Ideally, this kind of discipline and self-control should be there all year long, but in reality, one needs to, and I’ll borrow here Stephen Covey’s expression, sharpen the saw. This is how I feel at the end of Ramadan; that my sense of discipline, responsibility, and self-control are sharpened and shining again. It is a boost and a reminder for the rest of the year.

Another skill that is interrelated with self-control is time management. In my family, each Ramadan we usually come up with a calendar of 30 new creative good deeds to do each day. This way the younger kids learn to do good and contribute positively to society while having fun and not feeling burdened. Good deeds range from calling a relative to arranging a park cleanup with friends or handcrafting greeting cards for elders in senior homes. Moreover, we spend more time in spiritual activities and we wake up before sunrise to have a meal (suhoor) that would help us endure the fast throughout the day. Simultaneously, we keep up with all the usual activities that we do daily. This means that the introduced activities have to be inserted into an already full schedule. This resembles a one-month Bootcamp of time management and self-discipline. If done properly, this could definitely improve one’s work ethics and professional attitude.

Many of the good deeds, we try to pursue stimulate empathy towards others. One learns to care more for elders, disadvantaged people, or anyone who needs support. Fasting simply teaches how to put oneself in another person’s shoes to feel the suffering of others. Imagining the experience can never be as impactful as personally going throughout it even for a short period. Although fasting in Ramadan is not the complete experience that some individuals go through, combining it with charity work and behavioral comportments makes it more effective. Through communicating with people in need in charity activities and social interactions while fasting, one gets a glimpse of the sufferings of others. The empathy that this system builds stays there after Ramadan for a while. Yet, the need for another round of polishing on empathy rises again close to next year’s Ramadan.

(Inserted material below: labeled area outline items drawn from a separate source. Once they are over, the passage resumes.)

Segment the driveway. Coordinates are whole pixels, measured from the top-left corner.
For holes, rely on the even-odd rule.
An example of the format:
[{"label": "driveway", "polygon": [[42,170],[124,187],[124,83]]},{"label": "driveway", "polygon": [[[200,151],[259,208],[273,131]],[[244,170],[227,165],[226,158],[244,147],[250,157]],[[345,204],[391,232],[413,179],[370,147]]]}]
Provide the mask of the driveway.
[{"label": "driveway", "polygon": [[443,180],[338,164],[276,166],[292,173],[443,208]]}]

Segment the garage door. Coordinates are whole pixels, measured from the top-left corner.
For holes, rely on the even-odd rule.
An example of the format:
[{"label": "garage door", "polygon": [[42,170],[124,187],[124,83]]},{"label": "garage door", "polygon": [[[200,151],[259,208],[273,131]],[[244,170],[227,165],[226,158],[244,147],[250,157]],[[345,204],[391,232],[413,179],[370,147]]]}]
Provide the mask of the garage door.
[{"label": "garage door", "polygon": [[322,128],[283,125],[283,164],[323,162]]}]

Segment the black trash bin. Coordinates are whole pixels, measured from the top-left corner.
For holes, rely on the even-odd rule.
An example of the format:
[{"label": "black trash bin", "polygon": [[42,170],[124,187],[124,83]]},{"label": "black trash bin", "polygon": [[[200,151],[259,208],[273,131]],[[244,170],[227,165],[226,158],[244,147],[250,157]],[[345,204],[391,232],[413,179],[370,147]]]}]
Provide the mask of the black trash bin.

With all these commitments, the last skill I mention, calmness, can get a bit tricky. When the body undergoes harsh conditions (e.g., change in food habits and lack of sleep), it is hard to maintain inner peace and calmness. Nevertheless, when the main theme of the whole process is spiritual wellbeing, forgiveness, and restoring faith it becomes a little easier. The Forgiver is one of the most mentioned names of Allah in the Muslims’ holy book, the Quran, and hence one learns to be forgiving with others and with oneself. Without the trust that Allah will forgive and that no one is obliged to do more than what they could practically achieve, a Muslim’s faith is incomplete. With this, the system is less harsh and more forgiving. Personally, I come out of the month with a lot more positive energy, calmness, and peace than when I start. When the month is over, I pray to live to go through the same experience next year.

That said, I do not look forward to Ramadan to just polish my soft skills. Ramadan and fasting for me is neither another self-improvement course nor do I fast to brush on my soft skills. I fast because it is part of a complete belief system that I adopt and believe in. However, another part of this belief system is thinking, reflecting, and contemplating the wisdom behind things. That is what I am trying to do out loud and share with you!